El camino comenzó dos años antes, el 19 de enero de 2012, cuando el Congreso Nacional reformó el artículo 102 de la Constitución para eliminar la prohibición absoluta de extraditar hondureños.

Ante la ausencia de una ley específica, la Corte Suprema de Justicia estableció mediante un auto acordado el procedimiento para tramitar las solicitudes.

Lo que entonces parecía una reforma jurídica fue una de las herramientas que más estremeció a las estructuras criminales hondureñas.

Después de “El Negro” Lobo comenzaron a caer otros y otros, hasta completar 66 extradiciones entre mayo de 2014 y septiembre de 2025.

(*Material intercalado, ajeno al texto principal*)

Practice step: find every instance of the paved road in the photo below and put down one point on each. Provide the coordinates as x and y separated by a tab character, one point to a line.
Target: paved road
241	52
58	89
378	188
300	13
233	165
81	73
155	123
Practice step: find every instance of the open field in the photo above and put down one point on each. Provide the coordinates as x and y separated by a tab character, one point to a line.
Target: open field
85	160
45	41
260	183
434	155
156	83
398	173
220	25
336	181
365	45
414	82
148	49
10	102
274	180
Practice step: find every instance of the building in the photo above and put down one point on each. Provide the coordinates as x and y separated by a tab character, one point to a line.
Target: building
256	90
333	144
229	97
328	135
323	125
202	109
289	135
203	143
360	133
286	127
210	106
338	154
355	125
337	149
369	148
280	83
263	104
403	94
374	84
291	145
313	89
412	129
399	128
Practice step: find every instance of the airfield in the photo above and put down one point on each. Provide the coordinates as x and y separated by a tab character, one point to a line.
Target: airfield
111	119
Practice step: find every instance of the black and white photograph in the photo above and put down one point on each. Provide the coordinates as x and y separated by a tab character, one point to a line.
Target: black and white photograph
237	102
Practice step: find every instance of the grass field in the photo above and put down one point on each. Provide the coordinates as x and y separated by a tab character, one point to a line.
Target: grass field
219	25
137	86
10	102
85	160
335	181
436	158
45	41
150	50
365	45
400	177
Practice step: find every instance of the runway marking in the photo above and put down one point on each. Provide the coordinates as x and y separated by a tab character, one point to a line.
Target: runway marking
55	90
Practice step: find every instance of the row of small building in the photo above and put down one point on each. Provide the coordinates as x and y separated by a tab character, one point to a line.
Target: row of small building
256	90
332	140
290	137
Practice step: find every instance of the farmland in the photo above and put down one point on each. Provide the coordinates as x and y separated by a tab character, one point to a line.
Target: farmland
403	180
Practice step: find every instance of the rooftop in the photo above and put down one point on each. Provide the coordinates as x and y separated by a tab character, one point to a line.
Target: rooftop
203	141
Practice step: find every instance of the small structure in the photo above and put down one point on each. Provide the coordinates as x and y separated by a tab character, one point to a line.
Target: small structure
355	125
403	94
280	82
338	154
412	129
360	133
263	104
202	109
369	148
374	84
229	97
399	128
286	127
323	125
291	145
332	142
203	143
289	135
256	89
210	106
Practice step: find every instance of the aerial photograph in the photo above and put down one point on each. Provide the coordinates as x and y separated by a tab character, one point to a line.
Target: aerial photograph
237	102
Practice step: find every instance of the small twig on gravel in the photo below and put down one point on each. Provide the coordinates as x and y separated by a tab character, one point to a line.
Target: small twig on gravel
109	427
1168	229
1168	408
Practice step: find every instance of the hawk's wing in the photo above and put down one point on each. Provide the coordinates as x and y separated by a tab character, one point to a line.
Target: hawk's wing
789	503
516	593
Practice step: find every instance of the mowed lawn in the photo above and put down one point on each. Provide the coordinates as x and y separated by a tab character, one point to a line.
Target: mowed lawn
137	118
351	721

La gente todavía quiere extradiciones

La reducción ocurre además mientras existe un fuerte respaldo ciudadano hacia este mecanismo.

Un sondeo del Equipo de Reflexión, Investigación y Comunicación (ERIC) encontró que más del 70 % de los consultados aprueba que continúen las extradiciones por narcotráfico.

El mismo estudio señala que más del 62 % considera que el narcotráfico tiene “alguna” o “mucha” presencia dentro de las instituciones del Estado.

Esa percepción vuelve todavía más sensible cualquier disminución de capturas vinculadas con narcotráfico.

Durante más de una década, la extradición produjo imágenes que parecían repetirse: una captura, una audiencia ante la Corte, el traslado bajo fuertes medidas de seguridad y finalmente un avión rumbo al extranjero.

En 2026, el avión todavía despega, lo que cambió son los nombres, los delitos y el peso de quienes están subiendo a bordo.